— Не понимаю…
— Во-первых, знаки. Идея столь невероятным способом предупреждать тех, кого намерен убить, могла зародиться лишь в больном мозгу; чтобы безрассудно подвергать себя такому риску, убийца должен не понимать, что в его поступке таится опасность, иначе он не стал бы рисковать. Отмечать дверь определенного дома, знать в этот момент, на кого нападет грядущей ночью, и каждый раз исполнять задуманное, порой даже прибегая к хитростям, вроде той, что помогла выманить мясника из дома, да разве все это не дело рук сумасшедшего убийцы, становящегося необычайно изобретательным, когда испытывает потребность удовлетворить свою роковую страсть?! Во-вторых, свечи. Разве это тоже не открывает правду? Вы можете себе представить человека в здравом рассудке, совершающего подобные действия? Именно узнав от кюре эту деталь, я отбросил последние сомнения. В-третьих, анонимное письмо. О! Оно особенно интересно… Рассмотрим его внимательнее, если вы не против…
Себ достал из кармана сложенный вчетверо листок, развернул его и положил на стол.
— Итак, аноним писал левой рукой, чтобы изменить почерк. Я немного занимался графологией, и неоднократно изучение образцов почерка позволяло мне обнаружить у их авторов начало умственного расстройства. В данном случае расстройство очевидно. Смотрите, автор письма после буквы «п» вместо «о» везде пишет «а»: «госпадин, пазвольте, пасоветовать, спакойных, пачтение». Заметьте, что это ни в коем случае не орфографические ошибки, так как все остальное написано правильно. По-моему, это указывает на любопытное частичное умственное расстройство, доказывает защищенность автора письма на идее фикс. И, наконец, я могу вам сообщить: 999 шансов из 1000, что письмо написано женщиной…

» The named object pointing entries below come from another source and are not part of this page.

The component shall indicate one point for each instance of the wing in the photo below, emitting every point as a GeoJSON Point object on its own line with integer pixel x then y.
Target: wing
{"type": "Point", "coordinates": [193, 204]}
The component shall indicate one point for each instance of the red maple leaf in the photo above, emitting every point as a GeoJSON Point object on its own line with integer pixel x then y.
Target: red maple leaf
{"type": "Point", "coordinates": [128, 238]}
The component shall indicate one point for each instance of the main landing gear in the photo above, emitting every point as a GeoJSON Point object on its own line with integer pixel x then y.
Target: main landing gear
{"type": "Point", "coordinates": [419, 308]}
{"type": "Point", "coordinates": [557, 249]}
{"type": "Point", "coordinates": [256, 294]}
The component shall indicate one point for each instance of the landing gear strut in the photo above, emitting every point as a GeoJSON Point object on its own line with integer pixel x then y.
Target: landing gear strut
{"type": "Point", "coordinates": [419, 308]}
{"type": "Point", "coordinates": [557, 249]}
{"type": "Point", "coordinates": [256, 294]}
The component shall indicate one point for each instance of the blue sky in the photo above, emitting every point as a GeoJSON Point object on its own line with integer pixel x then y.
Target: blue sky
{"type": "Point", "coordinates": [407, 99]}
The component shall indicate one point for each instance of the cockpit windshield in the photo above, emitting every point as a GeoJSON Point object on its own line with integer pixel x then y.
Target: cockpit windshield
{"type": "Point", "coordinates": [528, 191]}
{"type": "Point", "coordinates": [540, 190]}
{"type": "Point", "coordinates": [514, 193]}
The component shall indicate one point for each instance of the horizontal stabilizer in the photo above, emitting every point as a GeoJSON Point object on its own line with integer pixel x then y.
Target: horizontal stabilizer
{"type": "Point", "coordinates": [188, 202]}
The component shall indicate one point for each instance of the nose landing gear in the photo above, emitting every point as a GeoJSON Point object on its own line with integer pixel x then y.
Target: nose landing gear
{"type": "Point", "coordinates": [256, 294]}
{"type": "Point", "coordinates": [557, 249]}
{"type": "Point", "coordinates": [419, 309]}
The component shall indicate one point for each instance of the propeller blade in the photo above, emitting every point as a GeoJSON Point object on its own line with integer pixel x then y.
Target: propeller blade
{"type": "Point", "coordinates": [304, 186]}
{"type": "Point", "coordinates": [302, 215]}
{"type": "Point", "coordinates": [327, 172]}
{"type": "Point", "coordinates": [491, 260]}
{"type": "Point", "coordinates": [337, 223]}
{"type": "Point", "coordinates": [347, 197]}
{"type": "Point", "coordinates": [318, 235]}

— Женщиной! — Анон уже не знал, чему удивляться. — Но раз…
— Однако, — продолжал Себ, — я не могу утверждать это категорически, так как текст составлен существом, потерявшим контроль над собой: соответственно его почерк претерпел настолько глубокие изменения и отклонения, что, возможно, приобрел признаки, свойственные человеку другого пола… Хотя лично я придерживаюсь иного мнения.
— Но, — заметил Анон, — четвертый пункт ваших рассуждений в таком случае опровергает третий. Вы говорили о необыкновенной физической силе убийцы, задушившего Жюля Виерса… Как же вы допускаете, что автор анонимного письма, а значит, и пресловутый дьявол Сент-Круа, женщина?..
— Мужчина он или женщина, — ответил Себ, — речь идет о существе с больным рассудком, отчего силы его удесятеряются; специалисты в данной области — Бруардель, в частности, — утверждают, что внезапное удушение не требует особой силы. В любом случае, даже бычья шея Жюля Виерса не могла устоять под давлением рук, быть может и хрупких, но подчиняющихся мощному импульсу расстроенного мозга. Не забывайте, в тот раз убийца к тому же использовал линейку и платок, соорудив нечто вроде гарроты…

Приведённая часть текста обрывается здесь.